北朝鮮の核実験実施声明に憂慮し、直ちに計画の撤回を求める

 朝鮮民主主義人民共和国(北朝鮮)外務省は、10月3日、核実験を行うことを発表しました。
  61年前の戦争で、実際に最初の核戦争の地獄を体験した私たち原爆被害者は、核兵器は人類絶滅を目的とした悪魔の兵器以外のなにものでもないことを指摘し、すみやかな核兵器の廃絶を世界に訴え続けてきました。
  61年たった今日も、原爆の放射線による後遺症と、心に刻まれた癒されない傷によって苦しみ続けている私たちは、北朝鮮の核兵器開発の方針を容認することはできません。実験実施計画のすみやかな撤回を要求します。
  アメリカに対抗する外交手段として、北朝鮮は核兵器の開発を進めていることを、これまでもたびたび表明してきました。北朝鮮のこのような危険な言行、瀬戸際外交について、私たちは、抗議あるいは声明をもって憂慮を示し、根本的な解決の道として6カ国協議の役割に期待することを表明してきました。
  一方で、核保有国は、核兵器の廃絶をめざす2000年NPT再検討会議の合意を誠実に実行に移そうとはせず、いぜんとして、核抑止論の神話をつくりあげ、核兵器による防衛政策を捨てようとしていません。さらに、最近のアメリカとインドの原子力協力協定に示されるように、インドの核兵器保有にお墨付きを与えるアメリカのダブルスタンダードは、核兵器の廃絶を願う世界の潮流に水を差すものです。
  私たちは、北朝鮮の核兵器開発政策を撤回させるために、アメリカをはじめとする核保有国の核兵器廃絶への誠実な意思と努力を強く求めるものです。
  いかなる理由があろうとも、核兵器を国の安全を保持する兵器として選択することを、原爆被害者は断じて許すことはできません。
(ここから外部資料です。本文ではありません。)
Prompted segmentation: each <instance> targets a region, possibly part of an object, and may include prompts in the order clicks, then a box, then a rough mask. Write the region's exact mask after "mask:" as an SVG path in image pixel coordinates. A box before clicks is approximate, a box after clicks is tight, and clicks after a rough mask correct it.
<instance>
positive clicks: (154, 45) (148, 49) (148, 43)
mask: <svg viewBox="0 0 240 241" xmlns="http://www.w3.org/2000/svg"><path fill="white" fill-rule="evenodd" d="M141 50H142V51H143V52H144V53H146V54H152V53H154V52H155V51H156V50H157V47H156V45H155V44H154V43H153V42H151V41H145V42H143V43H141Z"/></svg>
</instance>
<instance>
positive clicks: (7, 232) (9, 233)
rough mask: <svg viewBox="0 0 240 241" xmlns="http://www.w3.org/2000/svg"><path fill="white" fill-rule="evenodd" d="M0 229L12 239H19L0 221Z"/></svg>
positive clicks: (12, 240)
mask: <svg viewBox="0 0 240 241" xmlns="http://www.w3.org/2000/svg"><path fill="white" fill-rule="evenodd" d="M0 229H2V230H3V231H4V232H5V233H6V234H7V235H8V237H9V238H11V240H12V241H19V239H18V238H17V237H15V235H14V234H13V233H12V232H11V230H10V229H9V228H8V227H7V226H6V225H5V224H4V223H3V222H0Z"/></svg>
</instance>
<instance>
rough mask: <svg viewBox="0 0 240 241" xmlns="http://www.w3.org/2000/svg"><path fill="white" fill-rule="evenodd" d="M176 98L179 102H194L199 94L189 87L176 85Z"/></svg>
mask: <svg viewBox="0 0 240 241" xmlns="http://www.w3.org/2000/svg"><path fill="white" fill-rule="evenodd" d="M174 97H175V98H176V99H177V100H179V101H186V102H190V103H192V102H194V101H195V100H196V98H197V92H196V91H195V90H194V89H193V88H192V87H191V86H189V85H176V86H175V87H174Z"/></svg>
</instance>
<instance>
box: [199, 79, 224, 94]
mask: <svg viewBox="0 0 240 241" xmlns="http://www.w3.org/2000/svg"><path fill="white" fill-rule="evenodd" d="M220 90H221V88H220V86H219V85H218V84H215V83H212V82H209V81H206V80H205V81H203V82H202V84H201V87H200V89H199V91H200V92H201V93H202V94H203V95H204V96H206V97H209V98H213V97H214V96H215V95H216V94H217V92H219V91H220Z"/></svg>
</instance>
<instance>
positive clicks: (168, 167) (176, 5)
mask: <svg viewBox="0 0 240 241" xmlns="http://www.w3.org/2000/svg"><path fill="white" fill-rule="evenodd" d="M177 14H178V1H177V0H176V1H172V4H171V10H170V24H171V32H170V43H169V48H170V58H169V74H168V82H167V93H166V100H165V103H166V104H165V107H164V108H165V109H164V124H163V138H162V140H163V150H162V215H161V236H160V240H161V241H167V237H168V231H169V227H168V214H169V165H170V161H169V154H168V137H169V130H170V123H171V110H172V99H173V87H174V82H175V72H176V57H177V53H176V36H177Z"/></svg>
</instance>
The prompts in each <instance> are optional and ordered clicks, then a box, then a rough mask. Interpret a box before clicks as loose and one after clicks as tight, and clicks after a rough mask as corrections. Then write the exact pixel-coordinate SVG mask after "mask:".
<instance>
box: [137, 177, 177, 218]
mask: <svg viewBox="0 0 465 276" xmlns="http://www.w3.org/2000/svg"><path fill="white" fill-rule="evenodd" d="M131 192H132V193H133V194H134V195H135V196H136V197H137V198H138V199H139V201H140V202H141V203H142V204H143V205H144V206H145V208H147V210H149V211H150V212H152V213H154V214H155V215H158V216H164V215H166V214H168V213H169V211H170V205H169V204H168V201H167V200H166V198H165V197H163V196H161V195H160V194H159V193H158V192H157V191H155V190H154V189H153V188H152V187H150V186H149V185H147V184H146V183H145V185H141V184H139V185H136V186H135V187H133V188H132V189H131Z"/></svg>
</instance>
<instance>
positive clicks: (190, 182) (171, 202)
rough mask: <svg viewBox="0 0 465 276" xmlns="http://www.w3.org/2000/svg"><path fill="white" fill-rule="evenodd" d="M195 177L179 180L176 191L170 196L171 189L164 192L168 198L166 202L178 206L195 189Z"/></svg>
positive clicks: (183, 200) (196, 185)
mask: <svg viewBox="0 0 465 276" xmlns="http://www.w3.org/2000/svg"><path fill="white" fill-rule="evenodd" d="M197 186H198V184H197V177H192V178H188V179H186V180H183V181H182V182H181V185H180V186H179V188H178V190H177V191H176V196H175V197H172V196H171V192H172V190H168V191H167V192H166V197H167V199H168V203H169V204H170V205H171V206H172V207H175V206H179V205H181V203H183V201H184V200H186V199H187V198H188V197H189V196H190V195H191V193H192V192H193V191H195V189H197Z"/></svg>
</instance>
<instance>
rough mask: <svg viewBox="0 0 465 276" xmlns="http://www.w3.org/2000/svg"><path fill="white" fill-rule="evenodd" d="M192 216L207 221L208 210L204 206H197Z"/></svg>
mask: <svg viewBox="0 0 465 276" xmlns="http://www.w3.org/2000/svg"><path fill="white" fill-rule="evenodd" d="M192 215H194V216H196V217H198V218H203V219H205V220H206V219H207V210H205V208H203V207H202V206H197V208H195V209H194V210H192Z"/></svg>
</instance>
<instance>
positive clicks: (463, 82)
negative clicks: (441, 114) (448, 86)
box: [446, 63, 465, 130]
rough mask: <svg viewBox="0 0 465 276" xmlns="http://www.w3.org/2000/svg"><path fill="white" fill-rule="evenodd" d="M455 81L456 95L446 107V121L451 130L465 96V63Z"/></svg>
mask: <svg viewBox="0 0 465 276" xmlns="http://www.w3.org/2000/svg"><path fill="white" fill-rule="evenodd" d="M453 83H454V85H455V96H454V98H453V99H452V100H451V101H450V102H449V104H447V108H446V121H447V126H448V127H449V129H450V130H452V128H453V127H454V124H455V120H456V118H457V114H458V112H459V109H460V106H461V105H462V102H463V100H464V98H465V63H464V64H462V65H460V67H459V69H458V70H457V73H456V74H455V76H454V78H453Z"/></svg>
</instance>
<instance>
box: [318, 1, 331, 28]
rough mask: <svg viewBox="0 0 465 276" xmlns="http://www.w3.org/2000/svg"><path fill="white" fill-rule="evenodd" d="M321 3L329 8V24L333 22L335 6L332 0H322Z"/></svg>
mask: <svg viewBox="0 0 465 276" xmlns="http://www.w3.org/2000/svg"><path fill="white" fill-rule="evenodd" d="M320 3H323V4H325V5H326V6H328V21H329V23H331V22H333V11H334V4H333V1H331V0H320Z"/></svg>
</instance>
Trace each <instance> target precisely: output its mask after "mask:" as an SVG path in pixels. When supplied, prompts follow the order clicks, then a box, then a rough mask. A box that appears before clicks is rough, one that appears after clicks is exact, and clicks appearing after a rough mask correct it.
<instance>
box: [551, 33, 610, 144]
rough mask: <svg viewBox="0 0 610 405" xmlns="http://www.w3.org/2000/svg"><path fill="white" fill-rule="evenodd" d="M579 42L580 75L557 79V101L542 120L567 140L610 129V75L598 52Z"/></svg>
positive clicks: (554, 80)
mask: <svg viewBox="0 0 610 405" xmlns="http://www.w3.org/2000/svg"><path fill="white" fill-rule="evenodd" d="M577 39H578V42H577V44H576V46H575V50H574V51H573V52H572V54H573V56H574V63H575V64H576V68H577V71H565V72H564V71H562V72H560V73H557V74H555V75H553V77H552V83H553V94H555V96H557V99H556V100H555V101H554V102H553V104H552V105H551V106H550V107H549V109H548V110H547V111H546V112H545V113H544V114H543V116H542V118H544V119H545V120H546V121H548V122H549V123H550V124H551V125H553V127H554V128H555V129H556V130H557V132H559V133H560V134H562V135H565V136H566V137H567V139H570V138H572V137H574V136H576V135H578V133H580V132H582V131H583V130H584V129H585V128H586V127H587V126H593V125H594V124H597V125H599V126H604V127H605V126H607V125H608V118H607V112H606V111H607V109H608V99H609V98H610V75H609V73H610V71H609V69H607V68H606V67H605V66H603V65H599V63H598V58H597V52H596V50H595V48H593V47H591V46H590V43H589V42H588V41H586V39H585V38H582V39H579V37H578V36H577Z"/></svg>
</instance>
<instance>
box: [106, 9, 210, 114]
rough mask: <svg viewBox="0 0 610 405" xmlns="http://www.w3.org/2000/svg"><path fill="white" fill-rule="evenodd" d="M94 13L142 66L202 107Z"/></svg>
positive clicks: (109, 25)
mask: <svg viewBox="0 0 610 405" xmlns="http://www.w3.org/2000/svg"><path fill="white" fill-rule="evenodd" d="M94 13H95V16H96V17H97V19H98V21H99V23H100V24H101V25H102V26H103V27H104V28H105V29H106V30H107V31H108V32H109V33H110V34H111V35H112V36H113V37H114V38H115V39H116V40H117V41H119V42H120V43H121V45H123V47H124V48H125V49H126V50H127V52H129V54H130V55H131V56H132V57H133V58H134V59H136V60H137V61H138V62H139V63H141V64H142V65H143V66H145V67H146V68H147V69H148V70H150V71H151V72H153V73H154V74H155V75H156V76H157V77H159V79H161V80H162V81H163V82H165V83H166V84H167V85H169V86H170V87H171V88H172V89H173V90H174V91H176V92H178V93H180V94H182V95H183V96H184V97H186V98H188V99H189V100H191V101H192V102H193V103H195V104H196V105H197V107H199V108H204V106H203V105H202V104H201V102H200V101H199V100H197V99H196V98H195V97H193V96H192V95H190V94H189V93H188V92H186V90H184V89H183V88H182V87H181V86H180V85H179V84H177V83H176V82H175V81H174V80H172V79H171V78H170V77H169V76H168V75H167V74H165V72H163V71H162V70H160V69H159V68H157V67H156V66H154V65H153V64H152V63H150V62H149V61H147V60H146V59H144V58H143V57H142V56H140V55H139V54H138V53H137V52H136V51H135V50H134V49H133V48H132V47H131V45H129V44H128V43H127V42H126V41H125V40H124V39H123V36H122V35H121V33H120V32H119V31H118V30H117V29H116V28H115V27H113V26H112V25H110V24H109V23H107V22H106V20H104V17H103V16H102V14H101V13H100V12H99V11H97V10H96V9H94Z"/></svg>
  北朝鮮の核実験実施声明を受けて、私たちは以下のことを要求します。

1. 北朝鮮は核兵器開発の方針を放棄し、実験の計画を直ちに撤回すること。
2. すみやかに6カ国協議を再開し、話し合いをもって、北朝鮮の核兵器開発、実 験のたくらみを中止させること
3. アメリカを先頭として、核保有国が核兵器廃絶にむけての誠実な証を示すこと。